I Love Lions. Don't You?
June 20, 2014 1:03 PM   Subscribe

Explorer Shivani Bhalla Helps People and Lions Coexist (and in turn helps those people as well) It's articles like this that make me smile. If only there were more arrangements like this for other endangered animals as well.
posted by moonphases (3 comments total) 6 users marked this as a favorite
 

Dr. Bhalla's project looks truly fantastic! And important! I certainly don't want to downplay how great it is, but I don't know that it's quite as exceptional as the OP paints it. One great thing about ecology and zoology, especially dealing with endangered species, is that many researchers incorporate conservation, development, and public outreach into their research all at the same time. Take a look at the work that, for example, the Jane Goodall Institute is doing, or the gorilla fund, or the folks who work around Kibale National Park. Here is a similar program with lions and Maasai communities

It's an unfortunate reality that many of the animals we're studying right now are suffering from habitat and population decline at the same time as people who live around them are suffering from chronic poverty or regional underdevelopment.

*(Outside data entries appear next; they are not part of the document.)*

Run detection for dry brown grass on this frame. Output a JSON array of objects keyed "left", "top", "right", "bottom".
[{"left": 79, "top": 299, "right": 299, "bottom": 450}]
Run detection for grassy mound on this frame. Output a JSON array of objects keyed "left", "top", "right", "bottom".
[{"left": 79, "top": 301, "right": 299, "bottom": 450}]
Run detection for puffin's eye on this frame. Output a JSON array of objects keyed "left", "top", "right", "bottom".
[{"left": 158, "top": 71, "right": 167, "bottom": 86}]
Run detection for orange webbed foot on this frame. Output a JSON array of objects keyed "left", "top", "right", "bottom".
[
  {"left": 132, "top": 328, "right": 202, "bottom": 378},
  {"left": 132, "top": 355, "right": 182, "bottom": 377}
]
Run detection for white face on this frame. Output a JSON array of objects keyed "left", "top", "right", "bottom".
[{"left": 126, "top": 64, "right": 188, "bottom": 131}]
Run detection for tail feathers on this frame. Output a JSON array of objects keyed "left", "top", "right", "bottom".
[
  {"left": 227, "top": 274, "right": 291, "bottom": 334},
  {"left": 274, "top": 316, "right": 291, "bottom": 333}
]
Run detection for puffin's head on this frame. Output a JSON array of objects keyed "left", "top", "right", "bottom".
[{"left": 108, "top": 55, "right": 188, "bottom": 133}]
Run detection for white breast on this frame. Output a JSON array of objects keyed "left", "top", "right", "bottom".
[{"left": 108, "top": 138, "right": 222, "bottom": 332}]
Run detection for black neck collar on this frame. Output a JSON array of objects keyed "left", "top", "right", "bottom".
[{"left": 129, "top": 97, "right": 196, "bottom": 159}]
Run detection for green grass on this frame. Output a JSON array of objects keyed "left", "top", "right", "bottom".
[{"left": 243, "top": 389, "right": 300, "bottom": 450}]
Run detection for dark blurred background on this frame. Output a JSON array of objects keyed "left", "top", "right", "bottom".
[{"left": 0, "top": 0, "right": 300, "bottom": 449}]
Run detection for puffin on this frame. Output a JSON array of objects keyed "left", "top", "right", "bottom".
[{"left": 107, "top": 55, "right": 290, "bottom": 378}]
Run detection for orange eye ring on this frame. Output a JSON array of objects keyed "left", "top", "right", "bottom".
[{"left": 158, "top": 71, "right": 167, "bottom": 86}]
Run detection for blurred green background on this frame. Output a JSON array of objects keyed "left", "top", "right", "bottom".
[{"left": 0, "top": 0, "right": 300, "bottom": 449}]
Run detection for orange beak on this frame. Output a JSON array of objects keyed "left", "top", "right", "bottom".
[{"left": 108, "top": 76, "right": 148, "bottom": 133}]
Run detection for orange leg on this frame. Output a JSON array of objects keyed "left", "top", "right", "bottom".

If I don't actively engage the people around the forest I work in, keep employing local men (and encourage the employment of local women), and work with school teachers to develop education projects for kids, the national park becomes a place where white people come to watch monkeys, and nobody who actually LIVES THERE has any real stake in it. And then, in another 20 or 30 years rubber and cocoa plantations will encroach on the forest and poachers will reach the core of the forest and study area to such a degree that my moneys - and everything else in the forest - will all be gone. So programs like this are really and truly integral to future scientific research on endangered wildlife, which I think can only be beneficial for both local communities and the ecosystems they are in contact with.
posted by ChuraChura at 2:15 PM on June 20, 2014 [2 favorites]


Tomorrow is the first International World Giraffe Day. All the big animals are in trouble thanks to humans. We humans are the only ones who can help. I suppose the animals facing extinction would be able to recover their numbers if the human race disappeared or human numbers were greatly reduced.
posted by Katjusa Roquette at 4:35 PM on June 20, 2014


I like the way this approach directly involves the locals and brings them multiple benefits rather than being something overlaid that has little to do with how the people who live in an area actually live. Seem more likely to have long term success too.